If you look around or read at all online you’ll find if there is any ‘knock’ on Fosamax it is because it doesn’t have evidence showing that it helps hip fractures. Which, is a big deal because hip fractuers are not only a common spot for fractures in older folks – but it can be very hard to treat and recover from.
The biggest problem with this information is that it’s not true.
Fosamax does have evidence proving it’s effectiveness in lowering hip fracture risk.
In fact, in a 3 year study involving Fosamax in over 2,000 folks there was over a 50% reduction in hip fracture risk and just under a 50% reduction in spine fracture risk.
I don’t bring this up because Fosamax is ‘better’. Just to point out that some of the things you are going to read and hear about either of the drugs will likely be false.
With that being said there are some differences between the drugs.
Which drug do I see prescribed more often?
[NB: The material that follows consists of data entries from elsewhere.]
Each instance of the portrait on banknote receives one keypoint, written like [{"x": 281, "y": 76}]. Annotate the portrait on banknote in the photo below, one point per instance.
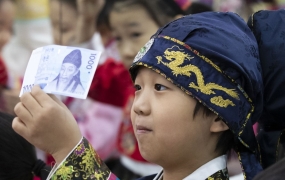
[
  {"x": 68, "y": 78},
  {"x": 61, "y": 70}
]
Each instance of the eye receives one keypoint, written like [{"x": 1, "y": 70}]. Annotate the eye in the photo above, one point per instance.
[
  {"x": 159, "y": 87},
  {"x": 137, "y": 87},
  {"x": 135, "y": 35},
  {"x": 118, "y": 38}
]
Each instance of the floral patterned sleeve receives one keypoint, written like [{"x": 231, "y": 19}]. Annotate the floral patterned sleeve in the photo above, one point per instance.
[{"x": 83, "y": 163}]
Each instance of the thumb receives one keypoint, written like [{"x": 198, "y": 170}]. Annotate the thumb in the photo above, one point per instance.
[{"x": 59, "y": 102}]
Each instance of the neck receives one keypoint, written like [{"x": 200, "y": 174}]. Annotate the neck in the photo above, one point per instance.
[{"x": 184, "y": 168}]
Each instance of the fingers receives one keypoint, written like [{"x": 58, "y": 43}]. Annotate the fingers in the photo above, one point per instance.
[
  {"x": 19, "y": 127},
  {"x": 30, "y": 103},
  {"x": 59, "y": 102},
  {"x": 39, "y": 96}
]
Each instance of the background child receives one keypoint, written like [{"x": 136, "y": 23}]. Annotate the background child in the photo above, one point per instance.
[{"x": 17, "y": 156}]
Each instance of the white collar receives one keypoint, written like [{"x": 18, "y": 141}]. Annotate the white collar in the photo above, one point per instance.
[{"x": 205, "y": 170}]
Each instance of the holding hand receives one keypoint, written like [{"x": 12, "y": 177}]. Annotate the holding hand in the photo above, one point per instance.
[{"x": 45, "y": 122}]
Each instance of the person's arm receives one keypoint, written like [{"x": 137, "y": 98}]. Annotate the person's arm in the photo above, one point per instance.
[
  {"x": 82, "y": 163},
  {"x": 46, "y": 123}
]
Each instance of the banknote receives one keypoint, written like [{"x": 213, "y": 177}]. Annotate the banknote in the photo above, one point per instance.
[{"x": 61, "y": 70}]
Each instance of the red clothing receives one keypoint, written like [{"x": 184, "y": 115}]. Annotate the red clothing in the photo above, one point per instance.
[
  {"x": 112, "y": 84},
  {"x": 3, "y": 73}
]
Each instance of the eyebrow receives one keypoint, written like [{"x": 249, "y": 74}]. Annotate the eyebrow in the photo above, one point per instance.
[{"x": 132, "y": 24}]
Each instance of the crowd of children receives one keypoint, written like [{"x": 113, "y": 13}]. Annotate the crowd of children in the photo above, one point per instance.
[{"x": 176, "y": 109}]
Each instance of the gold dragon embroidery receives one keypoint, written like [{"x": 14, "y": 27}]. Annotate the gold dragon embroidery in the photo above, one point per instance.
[{"x": 176, "y": 56}]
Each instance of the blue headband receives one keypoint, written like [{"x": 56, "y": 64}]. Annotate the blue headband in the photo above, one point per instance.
[{"x": 214, "y": 58}]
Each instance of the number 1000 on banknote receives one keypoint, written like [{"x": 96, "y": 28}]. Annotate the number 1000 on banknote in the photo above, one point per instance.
[{"x": 61, "y": 70}]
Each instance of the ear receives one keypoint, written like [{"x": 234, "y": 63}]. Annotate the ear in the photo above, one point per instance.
[{"x": 218, "y": 125}]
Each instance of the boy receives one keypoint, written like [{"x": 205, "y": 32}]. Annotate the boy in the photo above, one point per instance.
[{"x": 198, "y": 88}]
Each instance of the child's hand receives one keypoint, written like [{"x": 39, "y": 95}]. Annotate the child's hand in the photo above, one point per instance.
[
  {"x": 46, "y": 123},
  {"x": 9, "y": 98}
]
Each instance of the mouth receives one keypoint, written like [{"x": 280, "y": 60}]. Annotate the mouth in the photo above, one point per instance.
[{"x": 142, "y": 129}]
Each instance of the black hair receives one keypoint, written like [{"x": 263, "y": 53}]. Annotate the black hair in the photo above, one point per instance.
[
  {"x": 198, "y": 7},
  {"x": 226, "y": 140},
  {"x": 159, "y": 10},
  {"x": 17, "y": 156},
  {"x": 71, "y": 3}
]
This is by a large margin. But, I wouldn’t put a ton of weight in this because a lot of drugs are prescribed for different reasons. Some of them are geographical. Some of them, like the case of Fosamax, are because Fosamax was the first on the market. So doctors get comfortable prescribing it and form habits. Habits aren’t broken easily.
Even more important is the price difference. Fosamax has a generic form available. Actonel doesn’t. I talk more about the price difference below.
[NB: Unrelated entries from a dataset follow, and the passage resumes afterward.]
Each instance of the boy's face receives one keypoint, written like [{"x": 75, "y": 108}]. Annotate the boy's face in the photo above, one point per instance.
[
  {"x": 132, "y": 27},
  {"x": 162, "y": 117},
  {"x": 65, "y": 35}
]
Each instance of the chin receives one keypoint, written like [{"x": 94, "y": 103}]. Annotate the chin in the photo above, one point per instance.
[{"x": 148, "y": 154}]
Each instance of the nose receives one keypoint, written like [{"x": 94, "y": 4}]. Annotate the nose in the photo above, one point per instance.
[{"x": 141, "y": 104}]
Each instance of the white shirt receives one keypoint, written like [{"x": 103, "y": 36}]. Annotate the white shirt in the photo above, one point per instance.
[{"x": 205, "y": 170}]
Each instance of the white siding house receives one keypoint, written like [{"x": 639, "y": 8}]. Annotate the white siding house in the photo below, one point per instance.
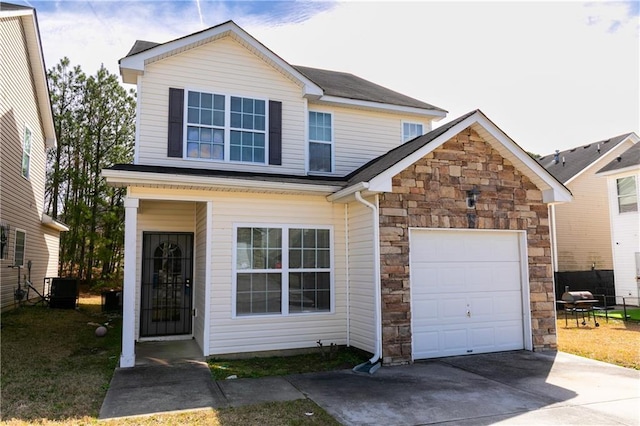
[
  {"x": 253, "y": 215},
  {"x": 623, "y": 183},
  {"x": 26, "y": 131}
]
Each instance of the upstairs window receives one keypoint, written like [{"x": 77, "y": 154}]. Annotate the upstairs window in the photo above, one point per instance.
[
  {"x": 221, "y": 127},
  {"x": 205, "y": 126},
  {"x": 411, "y": 131},
  {"x": 320, "y": 142},
  {"x": 26, "y": 152},
  {"x": 627, "y": 194},
  {"x": 248, "y": 118}
]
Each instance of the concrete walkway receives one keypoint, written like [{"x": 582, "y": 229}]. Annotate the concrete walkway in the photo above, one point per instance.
[{"x": 505, "y": 388}]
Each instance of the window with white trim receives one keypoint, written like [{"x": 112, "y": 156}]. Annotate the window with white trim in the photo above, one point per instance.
[
  {"x": 26, "y": 152},
  {"x": 627, "y": 194},
  {"x": 19, "y": 245},
  {"x": 320, "y": 142},
  {"x": 411, "y": 131},
  {"x": 283, "y": 270},
  {"x": 221, "y": 127}
]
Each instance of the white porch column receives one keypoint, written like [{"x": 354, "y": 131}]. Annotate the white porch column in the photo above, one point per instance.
[{"x": 128, "y": 356}]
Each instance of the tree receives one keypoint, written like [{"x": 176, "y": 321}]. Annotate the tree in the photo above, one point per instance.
[{"x": 94, "y": 119}]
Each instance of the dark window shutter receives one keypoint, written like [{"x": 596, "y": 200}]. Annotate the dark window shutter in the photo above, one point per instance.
[
  {"x": 275, "y": 133},
  {"x": 176, "y": 121}
]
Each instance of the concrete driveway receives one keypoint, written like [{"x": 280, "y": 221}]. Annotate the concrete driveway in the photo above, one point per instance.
[
  {"x": 522, "y": 388},
  {"x": 504, "y": 388}
]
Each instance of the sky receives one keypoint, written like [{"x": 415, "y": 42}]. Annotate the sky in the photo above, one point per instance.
[{"x": 551, "y": 75}]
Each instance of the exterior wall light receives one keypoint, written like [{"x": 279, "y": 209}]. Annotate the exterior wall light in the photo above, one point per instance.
[{"x": 472, "y": 198}]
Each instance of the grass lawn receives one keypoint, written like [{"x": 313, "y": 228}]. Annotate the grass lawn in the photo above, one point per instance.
[
  {"x": 616, "y": 342},
  {"x": 54, "y": 371},
  {"x": 632, "y": 313},
  {"x": 343, "y": 358}
]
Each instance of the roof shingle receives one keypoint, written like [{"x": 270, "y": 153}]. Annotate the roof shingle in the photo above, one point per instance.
[
  {"x": 572, "y": 161},
  {"x": 629, "y": 158}
]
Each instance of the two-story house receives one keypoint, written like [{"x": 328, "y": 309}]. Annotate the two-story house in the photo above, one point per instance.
[
  {"x": 623, "y": 184},
  {"x": 270, "y": 206},
  {"x": 583, "y": 255},
  {"x": 27, "y": 235}
]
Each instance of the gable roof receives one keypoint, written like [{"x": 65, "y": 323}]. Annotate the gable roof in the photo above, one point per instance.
[
  {"x": 29, "y": 21},
  {"x": 345, "y": 85},
  {"x": 378, "y": 165},
  {"x": 376, "y": 176},
  {"x": 326, "y": 86},
  {"x": 571, "y": 162},
  {"x": 628, "y": 159}
]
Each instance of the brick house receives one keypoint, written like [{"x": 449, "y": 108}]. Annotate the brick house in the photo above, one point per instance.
[{"x": 270, "y": 206}]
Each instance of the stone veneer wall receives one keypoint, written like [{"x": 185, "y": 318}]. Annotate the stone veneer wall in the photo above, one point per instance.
[{"x": 432, "y": 194}]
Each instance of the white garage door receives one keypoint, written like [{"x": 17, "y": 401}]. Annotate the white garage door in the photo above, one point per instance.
[{"x": 466, "y": 292}]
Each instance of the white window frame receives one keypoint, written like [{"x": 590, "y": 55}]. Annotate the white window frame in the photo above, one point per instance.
[
  {"x": 284, "y": 271},
  {"x": 411, "y": 123},
  {"x": 227, "y": 127},
  {"x": 26, "y": 153},
  {"x": 634, "y": 194},
  {"x": 15, "y": 246},
  {"x": 331, "y": 143}
]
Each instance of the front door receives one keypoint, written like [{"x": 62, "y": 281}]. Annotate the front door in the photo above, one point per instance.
[{"x": 166, "y": 295}]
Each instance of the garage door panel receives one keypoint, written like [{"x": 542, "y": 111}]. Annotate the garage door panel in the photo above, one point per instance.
[
  {"x": 482, "y": 338},
  {"x": 509, "y": 335},
  {"x": 466, "y": 292},
  {"x": 464, "y": 246},
  {"x": 426, "y": 310}
]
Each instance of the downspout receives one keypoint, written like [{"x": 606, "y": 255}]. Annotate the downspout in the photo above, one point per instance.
[
  {"x": 347, "y": 276},
  {"x": 374, "y": 363}
]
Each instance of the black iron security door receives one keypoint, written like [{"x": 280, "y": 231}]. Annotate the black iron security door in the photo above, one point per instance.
[{"x": 166, "y": 295}]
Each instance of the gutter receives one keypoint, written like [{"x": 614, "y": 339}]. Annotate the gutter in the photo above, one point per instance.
[
  {"x": 129, "y": 178},
  {"x": 373, "y": 364}
]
Which drug has more side effects?
Understand that Fosamax and Actonel are both in the same drug class and essentially act the same way. I haven’t found a big difference on way or the other as far as side effects go. Both drugs can cause some muscle pain and abdominal pain or cramping. Headache is seen in studies more often than a sugar pill.
Basically, I’d consider this a wash. I haven’t found one drug to be tolerated that much better than the other.
How about drug interactions?
No real differences worth noting in my opinion. You have to watch both drugs if you take any sort of antacids, calcium and iron supplements or NSAIDS like aspirin which can increase your risk of upper gastrointestinal tract problems.
Both drugs come with the risk of esophageal problems.
However, there is a major difference between the extended-release formulations of these drugs. Actonel is designed to be taken after breakfast. Fosamax is designed to only be taken with water in a fasted state ½ hour before breakfast.
The difference in the two drugs is due to how fast and how much of the drug was absorbed in studies. Food actually helped Actonel and hurt Fosamax.
Please note: if you take the daily (immediate-release) type of Actonel then you want to go back to taking it in the fasted state. But, as I mentioned above I’m just focusing on the once weekly formulations of both drugs.
What does the evidence say?
They both work. Period.
If you pick apart the studies you can find small differences between both drugs. Essentially, they kind of even out over the long haul.
Remember, these drugs act the same way and are in the same drug class. While there were differences in the clinical studies I’m not comfortable saying that they were really big enough to make a difference.
Which one is cheaper?
Fosamax. By a large margin.
It’s been available as a generic for a while now.
I’d encourage you to shop around a bit if you are paying cash. You’d be surprised how much prices fluctuate from pharmacy to pharmacy.
With that being said, if you pay straight-up cash for both once a week drugs you’ll probably find that Fosamax (the generic called alendronate) is about 30% to 50% the cost of Actonel. Actonel is not scheduled to become available generically until 2013.